Unerwartet das Ergebnis, dass sich die von der Grundschule zur Sekundarstufe hin öffnende Geschlechter-Schere bei den Erwachsenen wieder schließt (S. 91). In den älteren Geburtsjahrgängen sind die Männer sogar den Frauen überlegen; allerdings verschwindet dieser Unterschied, wenn man Drittfaktoren wie Bildungshintergrund und Erwerbsstatus kontrolliert (S. 92).
Zu den schlechten Nachrichten gehört auch: Auch schon in den älteren Generationen ist das Niveau der Lesefähigkeit in starkem Maße abhängig vom Bildungshintergrund der Eltern – und zwar wesentlich mehr als in allen anderen Ländern außer den USA (S. 112 f.). Dies ist also kein neues Problem, sondern war – wie ja auch in den 1960er und 1970er Jahren schon einmal intensiv diskutiert – offensichtlich schon immer eine Grundschwäche des deutschen Bildungssystems. Diese soziale Ungerechtigkeit stellt auch heute die zentrale Herausforderung für die Gesellschafts- und Bildungspolitik dar.

Literaturangaben:

  • Bos, W., u. a. (2012): IGLU 2011. Lesekompetenzen von Grundschulkindern in Deutschland im internationalen Vergleich. Waxmann: Münster u. a.

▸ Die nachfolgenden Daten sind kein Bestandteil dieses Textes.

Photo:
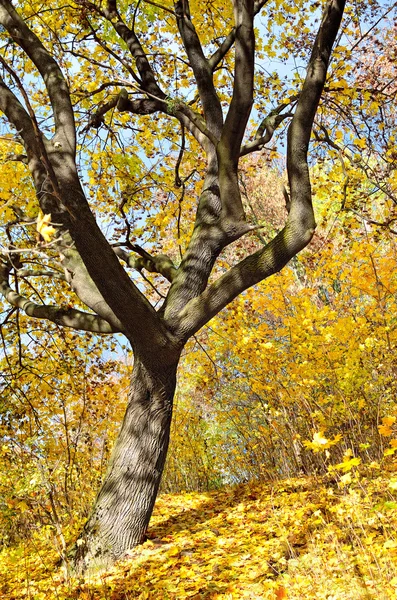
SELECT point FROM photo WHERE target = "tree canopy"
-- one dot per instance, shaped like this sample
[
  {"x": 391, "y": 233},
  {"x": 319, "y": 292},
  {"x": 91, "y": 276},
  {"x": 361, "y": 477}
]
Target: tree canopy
[{"x": 131, "y": 134}]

  • Brügelmann, H., Lange, I., u. a. (1994): "Schreibvergleich BRDDR" 1990/91. In: Brügelmann, H./ Richter, S. (Hrsg.) (1994): Wie wir recht schreiben lernen. Zehn Jahre Kinder auf dem Weg zur Schrift. Libelle Verlag: CH-Lengwil (2. Aufl. 1996), 129-134.
  • Grotlüschen, A./ Riekmann, W. (Hrsg.) (2012): Funktionaler Analphabetismus in Deutschland. Ergebnisse der ersten leo. – Level-One Studie. Waxmann: Münster.
    Klieme, E., u. a. (Hrsg.) (2010): PISA 2009. Bilanz nach einem Jahrzehnt. Waxmann: Münster.
  • Lehmann, R. H., u. a. (1995): Leseverständnis und Lesegewohnheiten deutscher Schülerinnen und Schüler. Beltz: Weinheim/ Basel.
  • OECD & Statistics Canada (ed.) (1995): Grundqualifikationen, Wirtschaft und Gesellschaft. Ergebnisse der ersten internationalen Untersuchung von Grundqualifikationen Erwachsener. Paris/Ottawa (engl. 1995).
  • Rammstedt, B. (Hrsg.) (2013): Grundlegende Kompetenzen Erwachsener im internationalen Vergleich. Ergebnisse von PIAAC 2012. Waxmann: Münster u.a.